先日、その歯磨き粉のチュウブが半分に切られていました。

確かに、歯ブラシで切られたチュウブの内側をこすると、まだまだ使えるのです。

箱入りの一人娘の割には、経済価値観が同じような嫁で助かっています。

そのことで彼女を褒めると「あなたのお母さんがそうしていたの」との返事。

 妙に嬉しくなるのと同時に、私の両親の苦労を思い起こしました。

尋常小学校しか出ていない二人にとって、私と弟二人を大学にやることは夢だったのでしょう。

 薄給の公務員では、一般的には無理です。

色んな欲求を抑えて倹約し、我々の学費を捻出したに違いありません。

そう思うと、目頭が熱くなり、両親への感謝の気持ちで一杯になります。

思えば思うほど、大学でのいい加減な勉強を猛省もします。

 数日前にホームを訪れました。

母親の部屋に入ると、妙にむっとして暖かいのです。

秋物の長袖も着用していました。

エアコンのスイッチを確かめると「暖房 26度」。

チェックのために父親の部屋に入って調べても同様でした。

父親に至っては、長袖のカーディガンまで着ています。

聞くと、両部屋共に父親が温度設定しており、寒いからと。

今、外は夏ほど暑いというときょとんとしていました。

 高齢になると皮膚の感覚も鈍ってくるのでしょう。

このままでは熱中症にならないとも限りません。

両方の部屋共に「冷房 26度」に設定し直し、二人にしっかりと言い聞かせました。

 冷蔵庫を開けると、私が買ってきたラッキョウがそのまま袋に入っていて、カットフルーツのパイナップルも食べかけのままでした。

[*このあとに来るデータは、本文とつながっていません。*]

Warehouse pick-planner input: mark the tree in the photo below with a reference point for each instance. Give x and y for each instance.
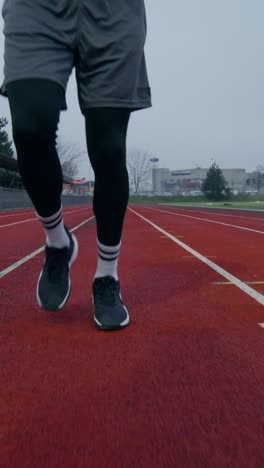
(257, 178)
(70, 157)
(138, 164)
(215, 186)
(5, 144)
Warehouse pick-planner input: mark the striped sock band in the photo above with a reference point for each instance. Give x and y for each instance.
(53, 226)
(107, 260)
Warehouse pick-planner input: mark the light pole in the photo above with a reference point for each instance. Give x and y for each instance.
(154, 162)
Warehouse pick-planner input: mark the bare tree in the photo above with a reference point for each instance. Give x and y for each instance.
(70, 156)
(138, 164)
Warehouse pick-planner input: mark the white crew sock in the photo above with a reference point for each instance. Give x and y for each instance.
(107, 260)
(53, 226)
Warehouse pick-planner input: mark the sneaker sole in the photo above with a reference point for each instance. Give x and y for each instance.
(72, 260)
(123, 324)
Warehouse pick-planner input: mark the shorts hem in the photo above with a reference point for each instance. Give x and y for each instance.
(3, 91)
(133, 106)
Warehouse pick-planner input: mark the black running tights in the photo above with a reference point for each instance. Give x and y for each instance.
(35, 109)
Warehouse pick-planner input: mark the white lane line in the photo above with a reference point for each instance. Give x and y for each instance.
(23, 260)
(206, 220)
(236, 281)
(223, 214)
(36, 219)
(22, 213)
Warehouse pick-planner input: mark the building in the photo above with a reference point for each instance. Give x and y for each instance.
(189, 181)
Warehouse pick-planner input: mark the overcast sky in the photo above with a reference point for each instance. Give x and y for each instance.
(206, 69)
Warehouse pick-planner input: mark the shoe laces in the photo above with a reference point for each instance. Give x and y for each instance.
(106, 290)
(55, 263)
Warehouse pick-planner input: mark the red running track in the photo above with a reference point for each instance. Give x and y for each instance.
(181, 387)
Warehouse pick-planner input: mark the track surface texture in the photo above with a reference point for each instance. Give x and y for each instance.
(182, 386)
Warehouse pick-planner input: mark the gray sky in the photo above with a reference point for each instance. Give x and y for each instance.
(206, 70)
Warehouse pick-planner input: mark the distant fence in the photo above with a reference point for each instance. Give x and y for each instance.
(15, 199)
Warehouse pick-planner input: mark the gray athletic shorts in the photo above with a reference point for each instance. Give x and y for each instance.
(103, 39)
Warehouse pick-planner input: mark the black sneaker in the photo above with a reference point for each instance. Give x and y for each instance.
(110, 312)
(54, 284)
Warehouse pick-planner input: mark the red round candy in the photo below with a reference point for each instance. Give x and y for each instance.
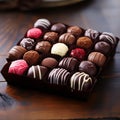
(78, 53)
(34, 33)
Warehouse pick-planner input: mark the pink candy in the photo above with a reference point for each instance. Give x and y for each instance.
(18, 67)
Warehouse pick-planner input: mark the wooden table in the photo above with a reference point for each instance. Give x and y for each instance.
(23, 104)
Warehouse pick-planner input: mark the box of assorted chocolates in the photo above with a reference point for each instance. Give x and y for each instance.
(57, 57)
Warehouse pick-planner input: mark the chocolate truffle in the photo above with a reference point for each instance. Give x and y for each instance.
(27, 43)
(69, 63)
(31, 57)
(84, 42)
(108, 37)
(93, 34)
(102, 47)
(78, 53)
(34, 33)
(81, 82)
(18, 67)
(97, 58)
(67, 38)
(59, 49)
(49, 62)
(75, 30)
(16, 52)
(59, 76)
(51, 37)
(37, 72)
(88, 67)
(42, 23)
(59, 28)
(43, 47)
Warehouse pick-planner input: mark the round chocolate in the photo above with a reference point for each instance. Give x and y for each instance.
(75, 30)
(49, 62)
(97, 58)
(16, 52)
(59, 76)
(51, 37)
(58, 27)
(102, 47)
(27, 43)
(108, 37)
(31, 57)
(69, 63)
(42, 23)
(43, 47)
(88, 67)
(67, 38)
(93, 34)
(37, 72)
(84, 42)
(81, 82)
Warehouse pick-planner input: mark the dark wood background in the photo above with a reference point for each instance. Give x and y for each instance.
(18, 103)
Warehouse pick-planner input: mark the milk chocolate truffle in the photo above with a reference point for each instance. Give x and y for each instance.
(43, 47)
(88, 67)
(28, 43)
(31, 57)
(42, 23)
(84, 42)
(59, 76)
(59, 49)
(81, 82)
(59, 28)
(93, 34)
(49, 62)
(51, 37)
(75, 30)
(69, 63)
(97, 58)
(102, 47)
(78, 53)
(67, 38)
(16, 52)
(37, 72)
(108, 37)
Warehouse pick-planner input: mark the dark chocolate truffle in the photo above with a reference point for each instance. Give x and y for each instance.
(67, 38)
(68, 63)
(108, 37)
(16, 52)
(49, 62)
(31, 57)
(27, 43)
(43, 47)
(37, 72)
(84, 42)
(81, 82)
(93, 34)
(42, 23)
(102, 47)
(75, 30)
(78, 53)
(51, 37)
(88, 67)
(97, 58)
(59, 76)
(58, 27)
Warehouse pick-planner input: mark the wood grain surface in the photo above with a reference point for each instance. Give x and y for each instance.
(26, 104)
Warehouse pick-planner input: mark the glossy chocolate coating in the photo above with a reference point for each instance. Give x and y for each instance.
(43, 47)
(28, 43)
(102, 47)
(67, 38)
(88, 67)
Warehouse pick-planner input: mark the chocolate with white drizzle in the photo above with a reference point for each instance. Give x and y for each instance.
(80, 81)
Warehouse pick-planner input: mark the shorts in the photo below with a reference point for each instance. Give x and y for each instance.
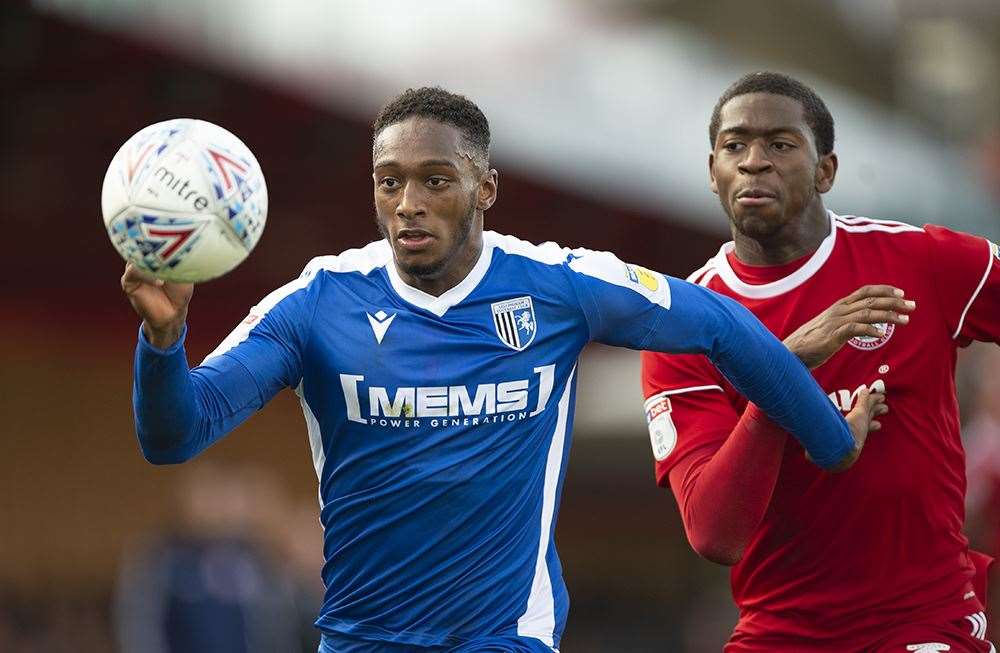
(345, 644)
(966, 635)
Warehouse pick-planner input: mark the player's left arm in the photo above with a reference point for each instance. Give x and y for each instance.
(629, 306)
(965, 272)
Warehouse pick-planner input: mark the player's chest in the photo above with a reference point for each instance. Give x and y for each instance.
(903, 359)
(392, 341)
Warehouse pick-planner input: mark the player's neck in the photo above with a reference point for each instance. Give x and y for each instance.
(799, 238)
(454, 272)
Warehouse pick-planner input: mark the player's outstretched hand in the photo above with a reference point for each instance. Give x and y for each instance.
(855, 315)
(862, 420)
(161, 305)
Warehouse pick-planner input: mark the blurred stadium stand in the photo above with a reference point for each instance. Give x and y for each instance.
(599, 116)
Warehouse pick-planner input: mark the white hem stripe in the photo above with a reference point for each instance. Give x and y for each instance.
(680, 391)
(539, 618)
(979, 288)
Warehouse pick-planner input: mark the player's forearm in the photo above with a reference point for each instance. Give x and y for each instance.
(769, 375)
(724, 498)
(165, 403)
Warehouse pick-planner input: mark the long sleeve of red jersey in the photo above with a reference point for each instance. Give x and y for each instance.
(966, 273)
(724, 494)
(721, 467)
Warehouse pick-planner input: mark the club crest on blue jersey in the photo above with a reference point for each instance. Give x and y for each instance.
(514, 320)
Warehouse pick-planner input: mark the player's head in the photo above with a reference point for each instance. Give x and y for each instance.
(430, 157)
(772, 152)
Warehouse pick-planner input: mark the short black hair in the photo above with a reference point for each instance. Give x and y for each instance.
(438, 104)
(817, 115)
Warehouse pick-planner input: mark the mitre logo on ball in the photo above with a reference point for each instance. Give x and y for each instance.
(184, 200)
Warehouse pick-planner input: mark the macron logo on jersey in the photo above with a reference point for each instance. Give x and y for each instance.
(380, 323)
(455, 405)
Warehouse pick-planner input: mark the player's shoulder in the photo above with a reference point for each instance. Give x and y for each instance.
(358, 260)
(361, 260)
(704, 275)
(855, 229)
(547, 253)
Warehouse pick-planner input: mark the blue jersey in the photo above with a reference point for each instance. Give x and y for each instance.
(440, 426)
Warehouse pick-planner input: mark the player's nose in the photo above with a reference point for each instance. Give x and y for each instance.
(755, 160)
(411, 202)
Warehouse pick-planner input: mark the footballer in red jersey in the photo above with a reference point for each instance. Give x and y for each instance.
(873, 559)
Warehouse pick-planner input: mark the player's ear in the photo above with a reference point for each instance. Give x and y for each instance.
(487, 193)
(826, 171)
(711, 172)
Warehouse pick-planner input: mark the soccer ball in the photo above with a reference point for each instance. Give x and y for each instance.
(184, 200)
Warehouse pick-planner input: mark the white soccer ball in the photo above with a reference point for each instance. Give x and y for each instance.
(184, 200)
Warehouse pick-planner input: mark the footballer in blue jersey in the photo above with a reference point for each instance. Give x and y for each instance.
(436, 369)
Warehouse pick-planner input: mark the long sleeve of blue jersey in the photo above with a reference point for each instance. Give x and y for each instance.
(179, 412)
(630, 306)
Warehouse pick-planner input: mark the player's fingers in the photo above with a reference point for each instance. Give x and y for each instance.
(897, 304)
(873, 290)
(133, 278)
(854, 329)
(876, 316)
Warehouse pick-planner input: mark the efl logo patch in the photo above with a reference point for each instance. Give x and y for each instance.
(662, 432)
(642, 276)
(514, 320)
(868, 343)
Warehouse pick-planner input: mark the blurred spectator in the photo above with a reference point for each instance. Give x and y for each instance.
(209, 586)
(982, 441)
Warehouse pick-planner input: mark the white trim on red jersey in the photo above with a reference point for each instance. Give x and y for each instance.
(979, 288)
(680, 391)
(849, 224)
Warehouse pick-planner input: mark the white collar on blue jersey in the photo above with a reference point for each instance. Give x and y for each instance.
(454, 295)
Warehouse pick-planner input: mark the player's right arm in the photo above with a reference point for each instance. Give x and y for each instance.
(180, 411)
(724, 466)
(629, 306)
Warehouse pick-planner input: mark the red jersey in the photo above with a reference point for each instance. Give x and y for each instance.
(838, 558)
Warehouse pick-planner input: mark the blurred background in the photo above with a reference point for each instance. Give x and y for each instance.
(599, 111)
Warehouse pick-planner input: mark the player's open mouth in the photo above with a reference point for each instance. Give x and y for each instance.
(414, 239)
(755, 197)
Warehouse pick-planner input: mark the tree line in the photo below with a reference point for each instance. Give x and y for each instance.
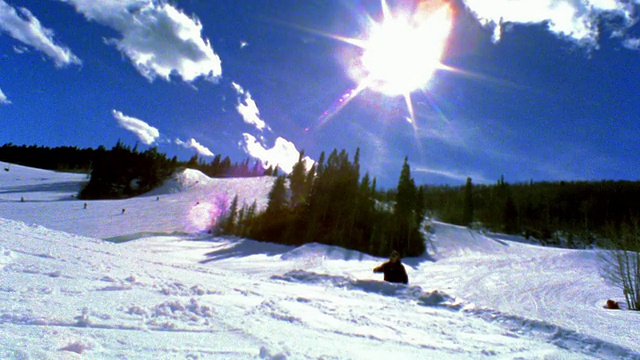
(331, 204)
(569, 214)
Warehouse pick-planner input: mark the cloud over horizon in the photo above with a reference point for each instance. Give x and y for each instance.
(145, 132)
(159, 39)
(23, 26)
(3, 99)
(193, 144)
(575, 20)
(283, 154)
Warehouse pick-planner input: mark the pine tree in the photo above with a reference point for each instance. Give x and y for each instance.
(467, 217)
(297, 180)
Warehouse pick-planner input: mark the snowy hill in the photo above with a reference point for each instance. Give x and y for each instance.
(176, 293)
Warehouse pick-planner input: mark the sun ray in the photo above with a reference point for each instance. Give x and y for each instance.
(398, 54)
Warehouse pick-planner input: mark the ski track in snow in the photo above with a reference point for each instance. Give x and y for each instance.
(171, 294)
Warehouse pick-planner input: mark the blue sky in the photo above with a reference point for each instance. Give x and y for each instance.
(532, 90)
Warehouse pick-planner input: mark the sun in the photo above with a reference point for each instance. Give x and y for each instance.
(398, 54)
(402, 52)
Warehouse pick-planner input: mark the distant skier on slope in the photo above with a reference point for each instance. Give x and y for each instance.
(393, 269)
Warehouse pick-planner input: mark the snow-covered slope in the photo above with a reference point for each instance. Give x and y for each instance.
(189, 296)
(186, 203)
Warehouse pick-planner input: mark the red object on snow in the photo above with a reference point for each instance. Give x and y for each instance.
(613, 305)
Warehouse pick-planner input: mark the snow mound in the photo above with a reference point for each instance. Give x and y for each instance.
(180, 181)
(325, 252)
(415, 293)
(459, 241)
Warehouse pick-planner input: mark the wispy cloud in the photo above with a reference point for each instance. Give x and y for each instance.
(145, 132)
(283, 154)
(159, 39)
(3, 99)
(451, 174)
(248, 108)
(193, 144)
(23, 26)
(577, 20)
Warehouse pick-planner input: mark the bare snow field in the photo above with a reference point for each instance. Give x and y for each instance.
(164, 289)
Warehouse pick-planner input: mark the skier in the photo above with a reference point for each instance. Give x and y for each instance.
(393, 269)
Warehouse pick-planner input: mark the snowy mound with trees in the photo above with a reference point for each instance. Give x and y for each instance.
(173, 292)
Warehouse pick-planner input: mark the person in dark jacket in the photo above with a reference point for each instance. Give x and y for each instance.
(393, 269)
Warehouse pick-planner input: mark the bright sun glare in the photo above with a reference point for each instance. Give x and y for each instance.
(401, 53)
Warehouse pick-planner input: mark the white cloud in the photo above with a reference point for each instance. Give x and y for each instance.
(3, 99)
(633, 44)
(145, 132)
(23, 26)
(193, 144)
(159, 39)
(283, 154)
(248, 109)
(572, 19)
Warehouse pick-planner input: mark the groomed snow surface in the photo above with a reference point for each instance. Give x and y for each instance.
(162, 288)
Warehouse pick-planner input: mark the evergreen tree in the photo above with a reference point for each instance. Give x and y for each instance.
(467, 217)
(297, 179)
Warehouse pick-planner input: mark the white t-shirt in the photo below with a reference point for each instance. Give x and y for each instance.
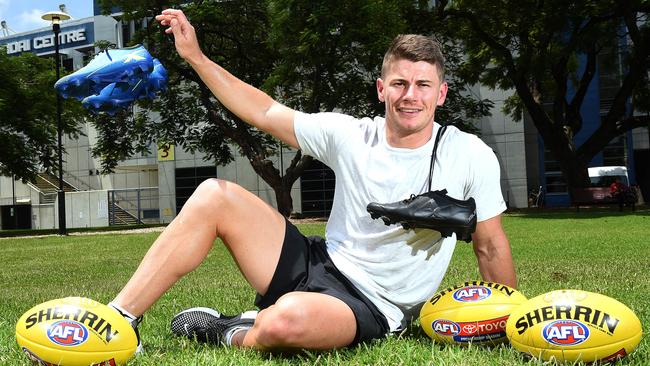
(397, 269)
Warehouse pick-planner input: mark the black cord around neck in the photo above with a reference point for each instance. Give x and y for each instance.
(441, 131)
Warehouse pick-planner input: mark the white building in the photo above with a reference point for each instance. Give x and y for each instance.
(153, 187)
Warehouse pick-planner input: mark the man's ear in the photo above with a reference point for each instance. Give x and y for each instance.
(380, 90)
(442, 94)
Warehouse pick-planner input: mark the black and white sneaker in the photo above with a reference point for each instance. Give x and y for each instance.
(209, 326)
(133, 320)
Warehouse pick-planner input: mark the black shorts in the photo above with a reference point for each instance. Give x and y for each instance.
(304, 265)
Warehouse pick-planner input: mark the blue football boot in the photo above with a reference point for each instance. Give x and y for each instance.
(125, 65)
(115, 96)
(120, 95)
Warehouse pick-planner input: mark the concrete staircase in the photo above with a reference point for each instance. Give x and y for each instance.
(122, 217)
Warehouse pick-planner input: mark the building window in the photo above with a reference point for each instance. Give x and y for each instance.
(317, 190)
(126, 33)
(555, 182)
(615, 153)
(187, 179)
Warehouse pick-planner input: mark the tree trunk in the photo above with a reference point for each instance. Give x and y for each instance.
(283, 200)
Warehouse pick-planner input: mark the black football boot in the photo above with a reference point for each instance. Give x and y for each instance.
(431, 210)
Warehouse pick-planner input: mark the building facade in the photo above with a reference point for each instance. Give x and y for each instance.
(152, 188)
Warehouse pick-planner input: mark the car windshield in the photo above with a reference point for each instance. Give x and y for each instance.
(607, 180)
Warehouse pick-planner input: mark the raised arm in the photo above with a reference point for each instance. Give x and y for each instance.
(247, 102)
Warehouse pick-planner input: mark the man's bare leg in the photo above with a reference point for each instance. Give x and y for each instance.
(302, 320)
(254, 232)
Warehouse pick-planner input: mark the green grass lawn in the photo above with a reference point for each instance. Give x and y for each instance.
(606, 252)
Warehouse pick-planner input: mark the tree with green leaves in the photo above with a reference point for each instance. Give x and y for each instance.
(310, 55)
(28, 120)
(550, 53)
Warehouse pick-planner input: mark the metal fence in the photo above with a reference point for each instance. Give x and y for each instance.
(133, 206)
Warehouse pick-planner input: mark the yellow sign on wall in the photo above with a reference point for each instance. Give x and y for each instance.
(165, 152)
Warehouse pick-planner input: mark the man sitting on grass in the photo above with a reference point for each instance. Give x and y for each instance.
(365, 279)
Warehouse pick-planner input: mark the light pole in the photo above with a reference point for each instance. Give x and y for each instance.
(56, 17)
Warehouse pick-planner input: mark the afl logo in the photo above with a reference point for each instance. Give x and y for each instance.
(445, 327)
(472, 293)
(565, 332)
(67, 333)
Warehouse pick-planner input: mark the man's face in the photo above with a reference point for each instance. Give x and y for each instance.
(411, 91)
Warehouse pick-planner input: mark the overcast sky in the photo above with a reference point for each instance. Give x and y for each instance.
(25, 15)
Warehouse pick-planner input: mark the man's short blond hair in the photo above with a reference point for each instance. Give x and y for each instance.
(415, 47)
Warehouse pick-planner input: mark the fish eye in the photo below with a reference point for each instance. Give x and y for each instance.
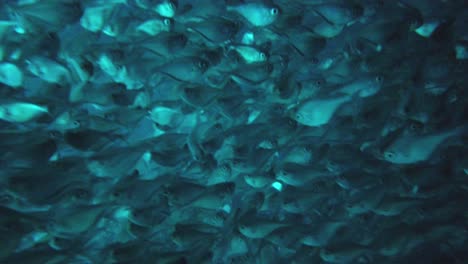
(117, 194)
(54, 134)
(5, 199)
(81, 193)
(76, 123)
(202, 64)
(389, 155)
(274, 11)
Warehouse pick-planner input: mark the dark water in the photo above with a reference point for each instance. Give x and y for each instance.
(255, 131)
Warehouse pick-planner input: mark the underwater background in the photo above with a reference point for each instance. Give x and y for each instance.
(233, 131)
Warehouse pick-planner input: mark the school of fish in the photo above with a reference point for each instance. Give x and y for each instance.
(233, 131)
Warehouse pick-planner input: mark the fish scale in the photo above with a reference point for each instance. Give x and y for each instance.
(233, 131)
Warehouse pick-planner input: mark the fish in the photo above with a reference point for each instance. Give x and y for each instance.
(236, 131)
(257, 14)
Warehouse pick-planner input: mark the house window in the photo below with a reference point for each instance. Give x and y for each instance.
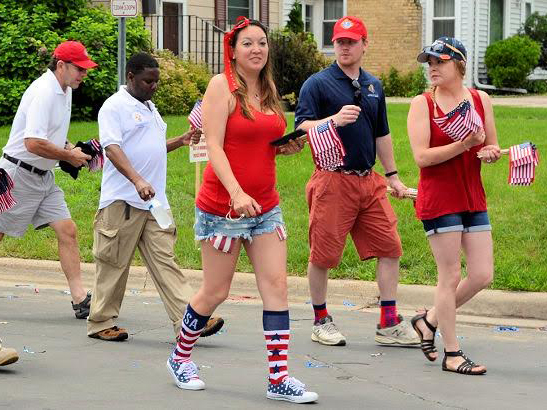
(444, 18)
(527, 9)
(308, 18)
(238, 8)
(496, 20)
(332, 11)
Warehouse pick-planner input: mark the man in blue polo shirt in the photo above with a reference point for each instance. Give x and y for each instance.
(352, 199)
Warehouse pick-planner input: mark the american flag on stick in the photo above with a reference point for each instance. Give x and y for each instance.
(195, 116)
(460, 122)
(6, 185)
(410, 193)
(327, 149)
(523, 160)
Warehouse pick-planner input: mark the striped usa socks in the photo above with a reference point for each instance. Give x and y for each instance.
(277, 334)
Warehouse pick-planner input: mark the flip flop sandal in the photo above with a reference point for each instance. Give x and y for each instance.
(466, 367)
(427, 345)
(113, 334)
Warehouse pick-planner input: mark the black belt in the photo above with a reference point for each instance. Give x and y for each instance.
(358, 172)
(24, 165)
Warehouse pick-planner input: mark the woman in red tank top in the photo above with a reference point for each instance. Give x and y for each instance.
(238, 206)
(451, 201)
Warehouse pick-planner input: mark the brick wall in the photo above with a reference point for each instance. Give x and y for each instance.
(394, 31)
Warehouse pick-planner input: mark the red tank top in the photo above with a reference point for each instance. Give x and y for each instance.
(252, 159)
(454, 185)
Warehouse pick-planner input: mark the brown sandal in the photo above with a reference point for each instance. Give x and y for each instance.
(113, 334)
(427, 345)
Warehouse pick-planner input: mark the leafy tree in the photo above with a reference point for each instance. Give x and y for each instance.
(295, 23)
(32, 29)
(510, 61)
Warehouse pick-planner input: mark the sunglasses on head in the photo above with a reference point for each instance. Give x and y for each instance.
(438, 47)
(357, 93)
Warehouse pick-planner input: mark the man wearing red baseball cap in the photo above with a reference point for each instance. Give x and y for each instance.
(352, 198)
(37, 141)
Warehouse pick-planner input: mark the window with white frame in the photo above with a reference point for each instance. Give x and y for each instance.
(308, 18)
(497, 17)
(332, 11)
(238, 8)
(444, 18)
(527, 9)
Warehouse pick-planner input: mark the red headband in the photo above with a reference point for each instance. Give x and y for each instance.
(241, 22)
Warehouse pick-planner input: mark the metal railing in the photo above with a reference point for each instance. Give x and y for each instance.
(189, 37)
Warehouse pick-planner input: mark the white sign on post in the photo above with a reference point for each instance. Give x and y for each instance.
(124, 8)
(198, 152)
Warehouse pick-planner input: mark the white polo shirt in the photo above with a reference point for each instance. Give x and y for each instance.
(44, 113)
(139, 131)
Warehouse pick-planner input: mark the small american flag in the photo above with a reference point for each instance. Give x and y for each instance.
(6, 185)
(460, 122)
(327, 148)
(523, 160)
(97, 159)
(195, 116)
(223, 243)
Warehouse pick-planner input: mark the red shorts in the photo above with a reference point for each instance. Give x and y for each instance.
(347, 203)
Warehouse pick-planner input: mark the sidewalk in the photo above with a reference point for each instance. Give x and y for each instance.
(524, 309)
(538, 101)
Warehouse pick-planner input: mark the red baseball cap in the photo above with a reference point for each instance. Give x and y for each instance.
(349, 27)
(74, 52)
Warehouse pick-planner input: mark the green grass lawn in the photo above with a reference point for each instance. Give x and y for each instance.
(518, 214)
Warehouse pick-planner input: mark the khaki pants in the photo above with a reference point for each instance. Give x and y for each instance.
(118, 230)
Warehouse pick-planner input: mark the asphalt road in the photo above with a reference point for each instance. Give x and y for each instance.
(61, 368)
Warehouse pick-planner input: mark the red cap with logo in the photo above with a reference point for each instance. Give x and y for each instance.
(349, 27)
(74, 52)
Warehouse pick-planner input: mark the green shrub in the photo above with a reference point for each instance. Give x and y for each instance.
(98, 31)
(535, 27)
(510, 61)
(26, 38)
(536, 86)
(181, 84)
(295, 57)
(30, 33)
(410, 84)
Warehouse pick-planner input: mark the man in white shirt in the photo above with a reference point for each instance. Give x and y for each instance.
(132, 133)
(37, 141)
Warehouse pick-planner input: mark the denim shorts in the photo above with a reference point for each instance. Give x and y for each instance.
(208, 225)
(460, 222)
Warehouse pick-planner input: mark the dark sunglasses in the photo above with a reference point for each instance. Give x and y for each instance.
(439, 46)
(357, 93)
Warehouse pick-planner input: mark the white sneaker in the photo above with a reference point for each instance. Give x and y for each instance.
(402, 335)
(325, 332)
(185, 374)
(7, 355)
(291, 389)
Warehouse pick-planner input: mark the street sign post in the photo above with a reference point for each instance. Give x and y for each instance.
(122, 9)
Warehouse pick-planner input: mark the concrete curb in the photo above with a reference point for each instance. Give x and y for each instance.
(489, 303)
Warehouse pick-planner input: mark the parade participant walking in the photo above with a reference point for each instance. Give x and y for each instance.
(451, 201)
(132, 133)
(352, 198)
(238, 206)
(37, 141)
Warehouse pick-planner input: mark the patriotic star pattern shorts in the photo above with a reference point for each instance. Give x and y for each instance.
(223, 232)
(461, 222)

カットフルーツを取り出し、爪楊枝を刺して、二人に直ぐに食べさせました。

「美味しい美味しい」との笑顔は何よりなのですが、認知機能も少しずつ衰えているのでしょう。

それでも私や真ダムの名前を憶えてくれ、顔が判別できることが幸いです。

身近で最後まで面倒を看れる幸せを感じながら、ホームを後にしました。